The solutions of the gods (and there is more than one god in the story) is ingenius. They confuse the constructors’ language. Without communication we cannot discuss or collaborate on planning, inspire and cajole others to join in the project, or share technology and know-how. Politicians and planners, priests and parents also need good communication skills.
Sometimes the students would answer my question with another: Why did the gods want to stop the builders reaching heaven? Why indeed? After all, Christians in the Lord’s prayer pray for the coming of heaven; it’s the goal of most spiritual journeys. There’s an equally probing enquiry to be made into the story of Adam and Eve. Why are they forbidden to eat the fruit of the tree of good and evil, when surely we should already recognise the difference?
As Christians know well, the story of the Tower of Babel is mirrored in the story of Pentecost. In the Acts of the Apostles we read of the disciples preaching to a great crowd of people from across the world. They speak different languages, yet each hears and understands the message in their own tongue. The Tower of Babel looks to answer the question as to why people across the world speak different tongues. Perhaps this story presents it as a curse imposed upon human beings for their divine ambitions? I propose the existence of language as quite the opposite; the variety of our languages reflects the wonderful richness of human life. Seeking to understand each other and crossing linguistic boundaries brings us not only to a greater understanding of each other and make new projects possible, but also gives us a greater understanding of the spirit of God.
As a choirboy I was always intrigued by the line in the Magnificat, The Song of Mary, “he hath scattered the proud in the imagination of their hearts”. It was also fun to sing, with the organ used to dramatic effect in the accompaniment. However, on one level it seemed to be giving imagination a bad press. “You’re imagining things” we’d be told when being accused of subscribing to conspiracy theories or in over-zealously seeking out the truth, whilst conversely being urged to “Use your imagination” if the details of that very truth prove too uncomfortable to air publicly.
Today I think it’s well recognised that using our imagination is an essential part of what it is to be a living, thinking, understanding and responsive person. It takes a leap of imagination to make a scientific discovery, just as much as it does to make a sci-fi movie. It takes imagination to act in the world and to have a vision and set goals. It helps us to understand people, to step into their shoes and empathise with them. It isn’t reserved for day-dreams and art projects. It deepens our insight, clarifies our vision and motivates our action.
Interestingly, for Christians, much of this work of the imagination is characteristic of the work of the Holy Spirit. In Genesis, the creativity of God is seen in the spirit brooding over the face of the waters. In the Old and New Testaments it’s the spirit that gives wisdom and understanding. Through the spirit, the prophets have visions and the people dream dreams. In the New Testament, to be filled with the spirit is to give birth to love, joy, peace, kindness and goodness. To live in the spirit is to be bound together in love. In short, we are the image of the creator God, or as the British theologian John Macquarrie said, “life in the spirit is life in the imagination of God”.
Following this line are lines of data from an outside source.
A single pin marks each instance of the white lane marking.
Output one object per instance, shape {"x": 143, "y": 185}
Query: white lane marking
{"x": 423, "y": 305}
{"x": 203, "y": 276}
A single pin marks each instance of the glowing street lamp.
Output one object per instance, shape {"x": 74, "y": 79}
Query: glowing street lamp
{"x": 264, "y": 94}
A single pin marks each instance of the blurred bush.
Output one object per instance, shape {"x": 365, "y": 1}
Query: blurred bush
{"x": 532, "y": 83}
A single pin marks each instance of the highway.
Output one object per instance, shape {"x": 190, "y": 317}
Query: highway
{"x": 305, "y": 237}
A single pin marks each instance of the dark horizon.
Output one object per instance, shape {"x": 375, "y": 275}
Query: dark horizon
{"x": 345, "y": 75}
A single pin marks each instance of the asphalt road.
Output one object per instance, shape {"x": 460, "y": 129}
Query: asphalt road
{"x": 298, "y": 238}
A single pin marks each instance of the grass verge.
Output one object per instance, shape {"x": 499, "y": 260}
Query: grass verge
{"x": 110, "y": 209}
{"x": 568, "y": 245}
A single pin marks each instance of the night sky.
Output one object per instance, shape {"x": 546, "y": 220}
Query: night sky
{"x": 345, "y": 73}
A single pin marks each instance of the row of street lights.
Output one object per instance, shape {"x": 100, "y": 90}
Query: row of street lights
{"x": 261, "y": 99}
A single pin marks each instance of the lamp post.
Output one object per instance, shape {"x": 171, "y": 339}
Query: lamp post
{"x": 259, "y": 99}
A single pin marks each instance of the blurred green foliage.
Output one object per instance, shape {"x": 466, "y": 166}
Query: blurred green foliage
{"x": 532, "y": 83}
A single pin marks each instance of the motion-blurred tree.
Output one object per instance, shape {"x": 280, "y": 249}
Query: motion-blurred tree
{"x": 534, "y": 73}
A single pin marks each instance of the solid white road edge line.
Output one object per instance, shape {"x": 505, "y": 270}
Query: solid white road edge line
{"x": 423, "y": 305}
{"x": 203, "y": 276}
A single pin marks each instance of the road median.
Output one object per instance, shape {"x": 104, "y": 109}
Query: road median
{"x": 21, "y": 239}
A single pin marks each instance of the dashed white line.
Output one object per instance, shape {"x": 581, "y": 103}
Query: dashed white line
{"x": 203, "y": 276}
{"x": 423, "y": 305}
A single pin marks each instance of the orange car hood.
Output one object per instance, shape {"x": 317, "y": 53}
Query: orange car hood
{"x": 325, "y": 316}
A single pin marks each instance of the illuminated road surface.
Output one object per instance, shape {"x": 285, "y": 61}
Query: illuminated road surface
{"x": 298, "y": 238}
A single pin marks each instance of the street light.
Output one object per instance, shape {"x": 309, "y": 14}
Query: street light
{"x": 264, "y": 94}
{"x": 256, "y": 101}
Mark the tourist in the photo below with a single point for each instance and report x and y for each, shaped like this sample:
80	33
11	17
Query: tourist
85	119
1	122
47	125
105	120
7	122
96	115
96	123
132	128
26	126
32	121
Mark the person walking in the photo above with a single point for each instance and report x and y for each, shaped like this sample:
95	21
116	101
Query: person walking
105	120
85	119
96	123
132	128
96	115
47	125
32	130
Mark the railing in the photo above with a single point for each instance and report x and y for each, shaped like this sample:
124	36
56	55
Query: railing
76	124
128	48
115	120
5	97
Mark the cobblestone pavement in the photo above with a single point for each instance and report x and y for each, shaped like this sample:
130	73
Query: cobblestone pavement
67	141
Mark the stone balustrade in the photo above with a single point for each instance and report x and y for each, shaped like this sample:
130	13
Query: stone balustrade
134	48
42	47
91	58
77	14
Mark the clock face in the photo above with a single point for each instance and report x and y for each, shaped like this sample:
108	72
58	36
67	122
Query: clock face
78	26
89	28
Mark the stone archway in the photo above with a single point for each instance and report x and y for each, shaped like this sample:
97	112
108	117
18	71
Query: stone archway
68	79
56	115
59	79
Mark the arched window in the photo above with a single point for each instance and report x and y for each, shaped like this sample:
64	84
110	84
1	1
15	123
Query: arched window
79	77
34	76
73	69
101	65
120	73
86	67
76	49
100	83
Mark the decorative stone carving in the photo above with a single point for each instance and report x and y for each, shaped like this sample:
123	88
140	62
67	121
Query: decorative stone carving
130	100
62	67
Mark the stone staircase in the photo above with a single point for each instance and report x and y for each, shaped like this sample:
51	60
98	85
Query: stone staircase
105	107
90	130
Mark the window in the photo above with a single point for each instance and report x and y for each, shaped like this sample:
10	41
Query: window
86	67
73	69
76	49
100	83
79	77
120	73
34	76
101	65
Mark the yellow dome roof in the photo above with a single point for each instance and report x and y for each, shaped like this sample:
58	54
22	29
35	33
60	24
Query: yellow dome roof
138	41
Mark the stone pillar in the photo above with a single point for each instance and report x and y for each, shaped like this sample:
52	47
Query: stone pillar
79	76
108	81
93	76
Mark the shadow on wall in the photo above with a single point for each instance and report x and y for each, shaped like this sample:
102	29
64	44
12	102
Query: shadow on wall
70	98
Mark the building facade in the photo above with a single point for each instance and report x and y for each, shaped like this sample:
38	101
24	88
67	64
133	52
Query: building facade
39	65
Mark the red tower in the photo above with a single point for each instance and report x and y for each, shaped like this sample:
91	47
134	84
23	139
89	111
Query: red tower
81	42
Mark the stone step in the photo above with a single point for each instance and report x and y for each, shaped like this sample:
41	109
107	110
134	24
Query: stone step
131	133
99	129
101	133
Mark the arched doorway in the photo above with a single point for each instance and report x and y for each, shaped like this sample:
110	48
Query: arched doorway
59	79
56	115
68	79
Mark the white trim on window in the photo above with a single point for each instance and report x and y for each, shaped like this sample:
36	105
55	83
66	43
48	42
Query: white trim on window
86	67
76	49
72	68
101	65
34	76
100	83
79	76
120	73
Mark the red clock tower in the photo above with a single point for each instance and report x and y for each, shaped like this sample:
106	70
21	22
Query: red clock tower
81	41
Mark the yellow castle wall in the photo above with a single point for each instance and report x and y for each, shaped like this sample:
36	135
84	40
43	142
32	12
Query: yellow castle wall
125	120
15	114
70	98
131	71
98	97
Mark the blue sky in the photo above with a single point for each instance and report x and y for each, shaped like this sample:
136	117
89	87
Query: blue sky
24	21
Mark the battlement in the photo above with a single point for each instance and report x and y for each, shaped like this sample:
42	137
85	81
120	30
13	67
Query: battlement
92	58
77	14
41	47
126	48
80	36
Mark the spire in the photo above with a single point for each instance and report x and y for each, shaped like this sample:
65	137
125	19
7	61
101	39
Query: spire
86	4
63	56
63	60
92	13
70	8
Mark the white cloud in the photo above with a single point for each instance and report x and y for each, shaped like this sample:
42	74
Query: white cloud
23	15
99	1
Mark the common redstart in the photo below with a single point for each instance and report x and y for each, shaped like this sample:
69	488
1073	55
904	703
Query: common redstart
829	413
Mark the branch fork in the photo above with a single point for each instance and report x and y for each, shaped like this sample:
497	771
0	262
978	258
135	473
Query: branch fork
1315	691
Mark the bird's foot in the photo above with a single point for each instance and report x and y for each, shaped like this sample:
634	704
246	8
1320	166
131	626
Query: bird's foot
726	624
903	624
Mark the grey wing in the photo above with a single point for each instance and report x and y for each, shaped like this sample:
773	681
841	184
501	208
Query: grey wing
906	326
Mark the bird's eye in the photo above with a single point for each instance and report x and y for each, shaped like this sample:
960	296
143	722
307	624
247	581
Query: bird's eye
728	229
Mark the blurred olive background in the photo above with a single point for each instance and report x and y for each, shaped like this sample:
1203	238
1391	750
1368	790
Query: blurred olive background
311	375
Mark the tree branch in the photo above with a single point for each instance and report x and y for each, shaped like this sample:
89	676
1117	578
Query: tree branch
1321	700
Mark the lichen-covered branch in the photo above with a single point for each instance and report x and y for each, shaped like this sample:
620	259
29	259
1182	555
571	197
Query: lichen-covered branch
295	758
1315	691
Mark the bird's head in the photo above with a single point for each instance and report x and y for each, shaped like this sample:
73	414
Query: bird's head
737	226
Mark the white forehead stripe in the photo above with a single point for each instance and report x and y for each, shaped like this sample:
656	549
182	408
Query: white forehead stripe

Making a connection between the Holy Spirit and the imagination might appear blasphemous as it seems to suggest that God is merely a figment of the imagination. However, imagination is crucial to human life and faith. As Whit Sunday approaches and we prepare to celebrate the story of the coming of the Holy Spirit to Jesus’ disciples at Pentecost, we need to rejoice in and encourage all the creativity and imagination that has formed our faith and its practices over many generations.